Looking at globalization from an exclusively global perspective can
nurture the feeling of “disorientation” in the face of the porosity
of borders and the remodulation of the relationship between inclusion
and exclusion within modern sovereignty. It is not by chance that the
so-called “sovereignist” political forces around the world are
claiming the power of decision against supra-state entities and, more
generally, are in opposition to every form of power external to
national borders (and thus able to plunge the Westphalian triad of
political power, population and territory into a state of crisis),
while the rhetoric of populist voices from both the left and right
crash against those who represent the “global élite”.
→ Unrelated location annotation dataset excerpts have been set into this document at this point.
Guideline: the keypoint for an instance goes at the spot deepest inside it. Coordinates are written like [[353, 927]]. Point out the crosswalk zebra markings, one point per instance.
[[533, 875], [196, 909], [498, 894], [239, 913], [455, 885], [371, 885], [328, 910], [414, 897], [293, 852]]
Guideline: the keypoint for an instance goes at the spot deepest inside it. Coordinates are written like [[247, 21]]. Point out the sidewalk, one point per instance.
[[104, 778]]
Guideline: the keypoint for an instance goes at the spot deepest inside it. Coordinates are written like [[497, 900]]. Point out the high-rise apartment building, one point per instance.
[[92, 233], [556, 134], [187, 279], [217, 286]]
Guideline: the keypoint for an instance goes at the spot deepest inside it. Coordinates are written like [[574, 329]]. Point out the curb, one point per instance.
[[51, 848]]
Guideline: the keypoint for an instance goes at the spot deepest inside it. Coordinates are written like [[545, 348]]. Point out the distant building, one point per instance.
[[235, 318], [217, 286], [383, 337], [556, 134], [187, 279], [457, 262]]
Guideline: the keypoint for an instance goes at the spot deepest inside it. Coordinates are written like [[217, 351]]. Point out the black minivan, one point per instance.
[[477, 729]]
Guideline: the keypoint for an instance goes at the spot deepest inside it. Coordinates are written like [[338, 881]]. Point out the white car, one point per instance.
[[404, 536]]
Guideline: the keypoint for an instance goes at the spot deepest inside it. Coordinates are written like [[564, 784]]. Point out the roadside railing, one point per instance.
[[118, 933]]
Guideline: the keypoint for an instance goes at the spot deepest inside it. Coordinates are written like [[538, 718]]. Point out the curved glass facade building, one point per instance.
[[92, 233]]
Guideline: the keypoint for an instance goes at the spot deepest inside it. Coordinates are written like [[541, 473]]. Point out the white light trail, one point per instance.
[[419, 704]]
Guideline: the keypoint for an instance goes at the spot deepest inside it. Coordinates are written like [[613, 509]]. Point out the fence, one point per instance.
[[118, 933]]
The geopolitical outlook further complicates the scene by way of its
point of view which focusses on the concept of “strategic interest”.
What is the strategic interest of a country or a population and how
does it change in the face the interdependence between states in the
world order as we know it today? How is the geopolitical outlook and
supra-state structuring of the world order organized between them?
What relationship is there between the first and the crisis being
felt by the second? Can we possibly find a synthesis of the conflict
between land, sea and air? A glocal perspective could help in
responding to these and other questions.
We welcome studies in any field, with or without comparative
approach, that address both practical effects and theoretical import.
Articles can be in any language and length chosen by the author,
while its abstract and keywords have to be in English.
Deadline: January 31, 2020.
This issue is scheduled to appear at end-March 2020.